Também não consigo distinguir bem, quase que nem vejo sombras, porque é noite cerrada e o único fraco ponto de luz está colocado no lado contrário. Vou-me esforçando por tentar descortinar alguma coisa, mas por mais que tente fazer jus à minha excelente visão, nada consigo. Sei que são cinco, não pela intensidade do som, o bando fala baixo, mas porque oiço cinco timbres bem diferentes de sons vocais. Sou sobredotado nestas coisas da audição, tenho ouvido absoluto e consigo facilmente distinguir os timbres uns dos outros, no meio de qualquer algaraviada. Também sou capaz de afirmar com toda a certeza que o bando é composto por homens não muito velhos, porque quando falam não arrastam as palavras, têm a fala fluente.

Sou capaz de descodificar o mais insignificante ruído, nasci assim, confidenciou-me uma vez a minha mãe, que recorria frequentes vezes a mim, quando andávamos juntos pelos montes da herdade de noite. A guarda que montávamos só era eficaz se soubéssemos distinguir todos os ruídos, para saber aquilo com que podíamos contar. A minha mãe ensinou-me muitas coisas importantes que me ajudaram ao longo da vida e uma era conseguir distinguir bem os sons uns dos outros.

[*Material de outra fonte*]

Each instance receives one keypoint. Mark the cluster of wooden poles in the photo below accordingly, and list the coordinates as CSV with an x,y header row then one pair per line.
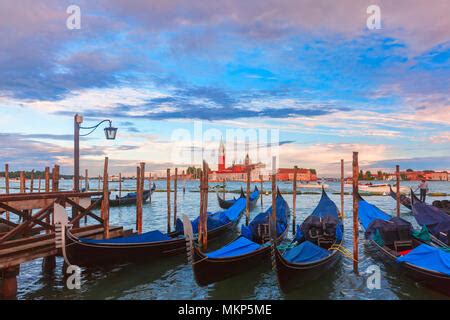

De dia é mais fácil, porque ouvimos e vemos bem, de noite, além da visibilidade ser reduzida, ela está cheia de ruídos esquisitos e como não vemos os autores deles, ficamos perdidos.

Hoje estou completamente perdido e desorientado, com o que está a acontecer neste momento. Oiço as diferentes falas, mas não consigo distinguir quem é quem, mas sei que o bando de homens está com medo, não pelo que dizem, mas pelo cheiro que chega ao meu olfacto.

Agora oiço um outro som que vem chegando, mas que não consigo descodificar. Não consegue chegar lá, fico-me pelo ruído e não sei de que ruído se trata. O som não me é familiar, nunca antes em circunstância alguma o ouvi. Nada tem a ver com os sons que oiço desde o meu nascimento e que tenho aprendido a distingui-los.

Não consegui descodificá-lo, só fui capaz de o associar a uma imagem virtual ao decompor aquele som em todas as suas camadas. O resultado deu numa espécie carreta puxada por estranhas criaturas. Assim que aquela chocolateira estancou, ouvi um ranger de uma porta a abrir-se e um movimento de alguma coisa a saltar paro o chão.

Não sinto nenhum odor. Essa coisa que saiu da carreta não tem cheiro. Um verdadeiro fenómeno da natureza, porque tudo o que é da natureza tem cheiro. O cheiro ácido do medo veio em crescendo, à medida que aquela coisa sem cheiro caminhava ao encontro daquelas cinco criaturas. Quando o meu olfacto estava prestes a atingir o grau máximo do suportável aquele bando de homens também deixou de ter cheiro.